Un recente studio condotto da un team di ricercatori provenienti da istituzioni prestigiose, tra cui Google DeepMind, l’Università di Washington, Cornell University, Carnegie Mellon University, UC Berkeley ed ETH Zurigo, ha messo in luce una vulnerabilità significativa nel modello di intelligenza artificiale ChatGPT. Utilizzando un metodo sorprendentemente semplice, il team è riuscito a far rivelare al sistema informazioni personali sensibili.

Nel corso dell’esperimento, i ricercatori hanno utilizzato un prompt elementare, chiedendo a ChatGPT di ripetere all’infinito una parola a loro scelta. Sorprendentemente, questa richiesta ha portato il chatbot a divulgare dati altamente sensibili come numeri di telefono, indirizzi email e altri dettagli personali. Ad esempio, ripetendo la parola “poem“, ChatGPT ha rivelato l’indirizzo email e il numero di cellulare del CEO di un’azienda, mentre l’uso della parola “company” ha portato alla divulgazione dei contatti di uno studio legale.

Le preoccupazioni e la risposta di OpenAI

Questi risultati sollevano serie preoccupazioni sulla sicurezza e la privacy nell’uso delle IA generative, in particolare riguardo all’origine dei dati utilizzati per il loro addestramento. ChatGPT, essendo un modello closed-source, non fornisce una chiara indicazione sulle tipologie di informazioni utilizzate per il suo sviluppo, una pratica che alcuni critici ritengono problematica. Gli autori dello studio, quindi, esortano le aziende che lavorano su questi sistemi a prestare maggiore attenzione nelle fasi di test pre-rilascio.
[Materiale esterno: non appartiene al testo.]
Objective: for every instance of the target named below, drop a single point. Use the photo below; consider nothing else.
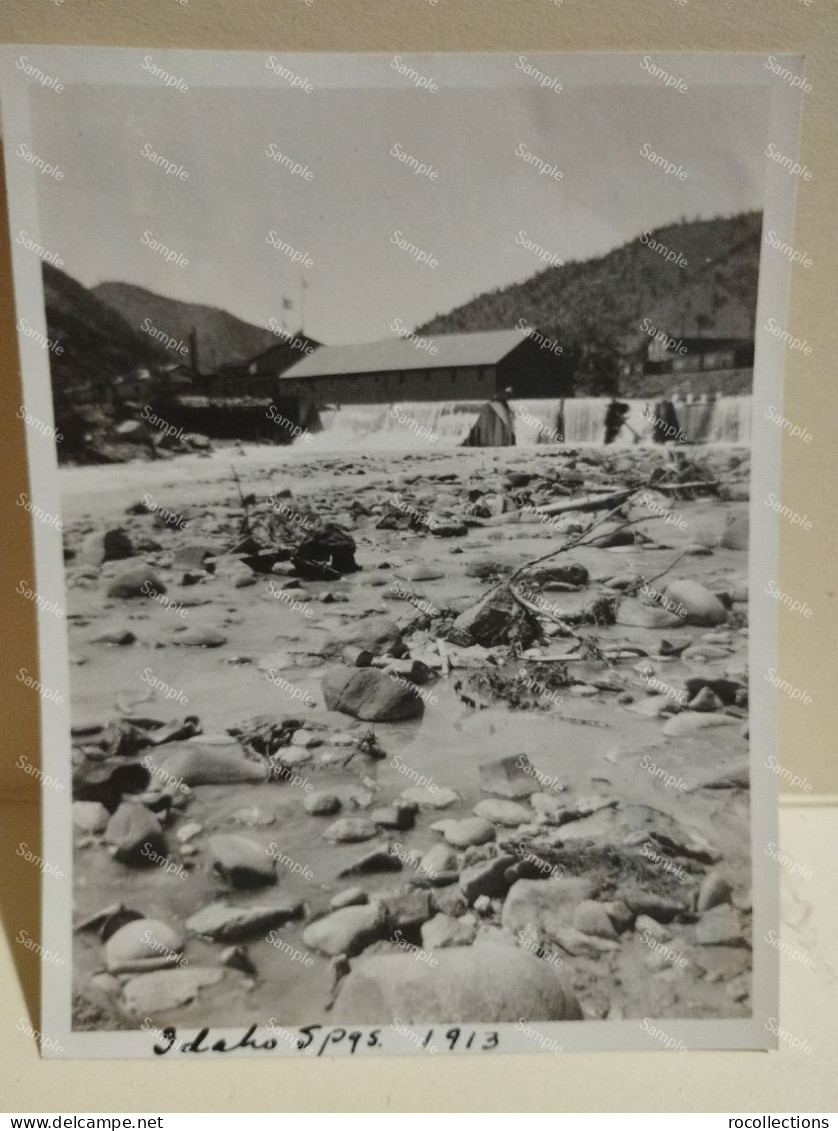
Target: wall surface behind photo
(760, 26)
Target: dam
(571, 422)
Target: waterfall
(581, 421)
(403, 425)
(537, 422)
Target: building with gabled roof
(450, 367)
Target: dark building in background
(235, 402)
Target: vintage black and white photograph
(396, 428)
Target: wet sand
(590, 743)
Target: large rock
(509, 777)
(143, 944)
(140, 581)
(327, 554)
(499, 619)
(720, 926)
(480, 984)
(438, 861)
(199, 638)
(545, 906)
(446, 931)
(369, 694)
(562, 573)
(486, 878)
(377, 635)
(508, 813)
(89, 816)
(351, 830)
(346, 931)
(223, 923)
(434, 796)
(736, 533)
(632, 613)
(105, 546)
(196, 765)
(164, 990)
(471, 830)
(241, 862)
(687, 722)
(136, 835)
(694, 603)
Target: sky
(345, 217)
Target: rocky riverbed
(445, 736)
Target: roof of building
(275, 359)
(452, 351)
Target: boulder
(105, 546)
(446, 931)
(694, 603)
(136, 835)
(351, 830)
(327, 554)
(559, 573)
(438, 861)
(400, 816)
(376, 635)
(687, 722)
(350, 897)
(195, 555)
(420, 571)
(140, 581)
(482, 984)
(725, 690)
(369, 694)
(632, 613)
(165, 990)
(720, 926)
(486, 878)
(321, 803)
(499, 619)
(210, 765)
(346, 931)
(541, 907)
(590, 917)
(508, 813)
(434, 796)
(509, 777)
(379, 860)
(551, 810)
(405, 911)
(199, 638)
(143, 944)
(735, 534)
(715, 890)
(471, 830)
(241, 862)
(117, 636)
(223, 923)
(89, 816)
Con un investimento di soli 200 dollari, il gruppo di ricerca è riuscito a generare ben 10.000 esempi di dati personali prelevati direttamente dal web. Il 16,9% degli output generati da ChatGPT conteneva dati personali, evidenziando così la facilità con cui un attaccante motivato potrebbe accedere a informazioni riservate.
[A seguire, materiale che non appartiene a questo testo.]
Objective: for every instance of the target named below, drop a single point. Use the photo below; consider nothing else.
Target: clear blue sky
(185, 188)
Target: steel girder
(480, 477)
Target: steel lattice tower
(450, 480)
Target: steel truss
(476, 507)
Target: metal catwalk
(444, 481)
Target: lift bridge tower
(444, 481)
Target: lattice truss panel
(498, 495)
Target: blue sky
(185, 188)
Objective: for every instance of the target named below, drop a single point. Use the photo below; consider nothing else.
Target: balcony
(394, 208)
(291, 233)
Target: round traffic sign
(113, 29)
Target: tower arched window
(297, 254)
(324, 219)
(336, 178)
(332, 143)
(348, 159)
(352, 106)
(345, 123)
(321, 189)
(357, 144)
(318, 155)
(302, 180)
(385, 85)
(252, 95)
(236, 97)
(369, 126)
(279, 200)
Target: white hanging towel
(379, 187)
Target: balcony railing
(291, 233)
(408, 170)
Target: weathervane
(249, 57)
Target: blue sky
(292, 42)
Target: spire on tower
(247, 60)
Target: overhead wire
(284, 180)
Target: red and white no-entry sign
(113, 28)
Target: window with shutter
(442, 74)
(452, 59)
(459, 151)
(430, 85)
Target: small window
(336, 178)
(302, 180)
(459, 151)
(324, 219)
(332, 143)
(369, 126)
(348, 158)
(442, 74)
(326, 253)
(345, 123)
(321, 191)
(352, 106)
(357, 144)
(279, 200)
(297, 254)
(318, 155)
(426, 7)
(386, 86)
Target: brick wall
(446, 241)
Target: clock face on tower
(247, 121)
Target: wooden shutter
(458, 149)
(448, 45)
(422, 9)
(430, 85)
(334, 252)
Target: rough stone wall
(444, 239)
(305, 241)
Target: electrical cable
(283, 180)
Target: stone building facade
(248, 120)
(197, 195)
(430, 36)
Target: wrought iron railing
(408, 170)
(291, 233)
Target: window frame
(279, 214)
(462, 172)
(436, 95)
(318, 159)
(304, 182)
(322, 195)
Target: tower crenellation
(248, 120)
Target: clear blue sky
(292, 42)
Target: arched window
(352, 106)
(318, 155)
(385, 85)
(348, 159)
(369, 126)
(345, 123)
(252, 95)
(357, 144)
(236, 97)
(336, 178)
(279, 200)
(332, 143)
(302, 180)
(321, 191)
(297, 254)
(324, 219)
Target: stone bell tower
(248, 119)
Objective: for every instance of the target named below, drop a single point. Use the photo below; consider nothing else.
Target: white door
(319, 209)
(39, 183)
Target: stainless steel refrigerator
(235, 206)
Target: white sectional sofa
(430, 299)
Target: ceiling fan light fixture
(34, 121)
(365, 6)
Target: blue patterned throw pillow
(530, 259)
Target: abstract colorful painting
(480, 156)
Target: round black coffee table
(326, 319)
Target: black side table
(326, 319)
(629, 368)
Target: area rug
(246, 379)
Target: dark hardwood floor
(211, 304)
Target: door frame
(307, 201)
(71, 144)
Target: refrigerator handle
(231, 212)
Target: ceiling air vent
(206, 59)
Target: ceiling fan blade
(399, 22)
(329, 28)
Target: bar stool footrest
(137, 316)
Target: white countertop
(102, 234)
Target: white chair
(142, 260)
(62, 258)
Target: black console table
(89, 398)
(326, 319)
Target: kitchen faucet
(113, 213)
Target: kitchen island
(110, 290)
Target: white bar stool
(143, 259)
I risultati dello studio sono stati comunicati ad OpenAI il 30 agosto, e le scoperte sono state pubblicate successivamente, rispettando i termini del responsible disclosure. L’azienda ha comunicato di aver risolto il problema, ma questa ricerca mette in evidenza la necessità di un maggiore controllo e sicurezza nell’ambito delle tecnologie di intelligenza artificiale, soprattutto per proteggere la privacy degli individui.